But then I wonder, is it not just all matter of CPU performance?
Thank you for the detail. You have interesting needs.
Apologies if any below sounds too obvious for you. I cannot assume your software knowledge. I would not claim to be an expert in these things (I’d invite others to jump in to help); this is as far as I could get on this topic.
As I understand it, you would like to have a personal full-text search engine for the books and text files stored in your computer. You would like to type some keyword(s) or phrase(s) to look for documents that contain them somewhere in their content, not just in their file names or titles – like Google does for the web.
That’s not Org or Org-roam. This is not because they are personal tools; they are not full-text search engines.
I think you could extend your hunt in two broad categories of software tools. One category is command line utilities such as
grep and Ripgrep. The other is full-text search engines (usually a combination of indexer and user interface).
Try Ripgrep or grep first with some keyword you know that hits some documents from your files. This is just because it’s easy to get and try (especially on macOS or Linux). If it works for the volume of documents, it can be a solution for you. My guess is that it would take too long for it to be practical for your daily use.

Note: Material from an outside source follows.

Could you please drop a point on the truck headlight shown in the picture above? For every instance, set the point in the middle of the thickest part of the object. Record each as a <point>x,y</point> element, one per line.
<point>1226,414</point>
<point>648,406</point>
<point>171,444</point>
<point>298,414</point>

Then you could look for a search engine that you could get and set up. These tools tend to be much more complex to get working. May be something like DocFetcher. I’ve never used it so I’m not sure if it is good or work for the volume of data you have – but this one looks easy enough.
More complex “bespoke” solution might be to use something like Meilisearch. There is a number of similar tools; refer to this, for example, for a list of these tools (the author is clearly in favour of Meilisearch but the list might be useful for you). Meilisearch does not index text files directly, so you would need to craft a program to generate JSON files for your text data to be ingested to Meilisearch.

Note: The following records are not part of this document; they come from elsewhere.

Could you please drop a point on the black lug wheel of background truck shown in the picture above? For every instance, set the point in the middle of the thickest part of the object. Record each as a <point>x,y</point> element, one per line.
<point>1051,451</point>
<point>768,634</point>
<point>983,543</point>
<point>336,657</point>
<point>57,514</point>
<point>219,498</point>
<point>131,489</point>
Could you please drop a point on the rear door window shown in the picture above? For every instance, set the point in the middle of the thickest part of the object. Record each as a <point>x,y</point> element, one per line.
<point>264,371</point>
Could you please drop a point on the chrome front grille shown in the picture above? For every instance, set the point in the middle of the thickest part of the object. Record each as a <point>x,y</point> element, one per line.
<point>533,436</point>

Thanks for a detailed answer.
Yes, I thought about ripgrep. As far as accessibility and speed of search it seems the best option for full-text searching large amount of files.
Maybe integrating ripgrep with emacs would do the job? It can be made interactive, and to use it with emacs would be interesting.
The thing is, in addition to all this—ripgrep full-text search over my gargatuan library, ripgrep search interactive (possible)—I need to incorporate internal links. This is what note taking tools such as org-mode or Obsidian have, crafted as they are for personal note taking. What I need is more of a general knowledge management tool/base, a more convenient digital library, semi-Memex—call it what you may—to consult. Or can you suggest any other tool that may do this?
So a good answer to my requirements may be an org-mode with interactive ripgrep? since org-mode can do internal links? Maybe something like deadgrep would do?
Sorry if asking impertinently, but it is helpful to have some feedback on ideas.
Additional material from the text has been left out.